1590
8 min read

How to Summarize Any Article in 7 Sentences, with Software

Ain't got time for no readin'

author profile image
Will Carhart
How to Summarize Any Article in 7 Sentences, with Software cover image

Everything comes from Reddit

Have you ever been on Reddit and seen the autotldr bot? The autotldr bot's purpose is to summarize text articles on Reddit so users don't have to open the article and read it themselves (insert joke about people only reading headlines). This is a really nice feature, as many news sites are littered with popups, paywalls, and trackers, and some don't load well on mobile devices.
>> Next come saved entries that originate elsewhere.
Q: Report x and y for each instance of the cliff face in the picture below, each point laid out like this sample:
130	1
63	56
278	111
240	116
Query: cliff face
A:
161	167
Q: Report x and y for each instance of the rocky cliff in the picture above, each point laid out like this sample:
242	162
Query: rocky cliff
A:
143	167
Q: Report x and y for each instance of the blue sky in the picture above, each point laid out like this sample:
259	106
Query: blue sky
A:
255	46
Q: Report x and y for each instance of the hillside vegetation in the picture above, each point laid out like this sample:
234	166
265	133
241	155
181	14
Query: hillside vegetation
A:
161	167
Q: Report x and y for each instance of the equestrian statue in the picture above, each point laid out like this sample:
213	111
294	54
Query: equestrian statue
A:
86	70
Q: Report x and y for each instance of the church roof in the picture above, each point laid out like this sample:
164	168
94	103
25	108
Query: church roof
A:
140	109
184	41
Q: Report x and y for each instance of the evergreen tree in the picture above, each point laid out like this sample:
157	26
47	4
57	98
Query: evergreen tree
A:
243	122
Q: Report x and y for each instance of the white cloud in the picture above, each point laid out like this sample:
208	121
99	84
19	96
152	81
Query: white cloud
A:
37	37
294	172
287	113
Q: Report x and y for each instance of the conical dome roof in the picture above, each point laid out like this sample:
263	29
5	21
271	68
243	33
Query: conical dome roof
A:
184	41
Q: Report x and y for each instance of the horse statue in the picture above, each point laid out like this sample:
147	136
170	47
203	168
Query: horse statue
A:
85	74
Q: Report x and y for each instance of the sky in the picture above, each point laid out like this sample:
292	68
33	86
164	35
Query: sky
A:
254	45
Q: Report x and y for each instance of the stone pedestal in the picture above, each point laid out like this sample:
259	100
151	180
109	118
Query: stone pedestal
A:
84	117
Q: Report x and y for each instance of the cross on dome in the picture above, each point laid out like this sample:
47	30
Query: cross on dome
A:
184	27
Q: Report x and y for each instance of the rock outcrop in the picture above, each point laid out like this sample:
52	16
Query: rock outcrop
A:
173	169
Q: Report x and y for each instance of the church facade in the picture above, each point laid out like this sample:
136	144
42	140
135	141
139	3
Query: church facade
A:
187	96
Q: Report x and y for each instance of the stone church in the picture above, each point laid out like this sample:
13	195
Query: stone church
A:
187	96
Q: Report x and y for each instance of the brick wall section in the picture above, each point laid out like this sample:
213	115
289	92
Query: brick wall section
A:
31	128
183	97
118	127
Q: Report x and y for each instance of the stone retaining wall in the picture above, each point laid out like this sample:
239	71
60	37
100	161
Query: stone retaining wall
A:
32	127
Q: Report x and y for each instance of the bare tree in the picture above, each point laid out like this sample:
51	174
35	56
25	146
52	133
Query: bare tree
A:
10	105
Well, I was on Reddit one day and in the thread I was reading the most upvoted comment was the autotldr bot giving a summary about an article. I clicked on the article and found that autotldr's summary was accurate. Not only that, but the article was long and complicated. It had stock tickers and company names, but autotldr summarized in 7 sentences. How could it have done that?


SMMRY explained

The autotldr bot is built off of SMMRY, and algorithm that summarizes any text article into 7 sentences. This may seem like black magic, but SMMRY is nice enough to share their pseudocode on their webpage. Here are the steps:

  1. Associate words with their grammatical counterparts. (e.g. "city" and "cities")
  2. Calculate the occurrence of each word in the text.
  3. Assign each word with points depending on their popularity.
  4. Detect which periods represent the end of a sentence. (e.g "Mr." does not).
  5. Split up the text into individual sentences.
  6. Rank sentences by the sum of their words' points.
  7. Return X of the most highly ranked sentences in chronological order.

Recreating it ourselves

Given that we can almost take this pseudocode and put a .py extension on it and be done, this seems pretty easy to replicate in Python.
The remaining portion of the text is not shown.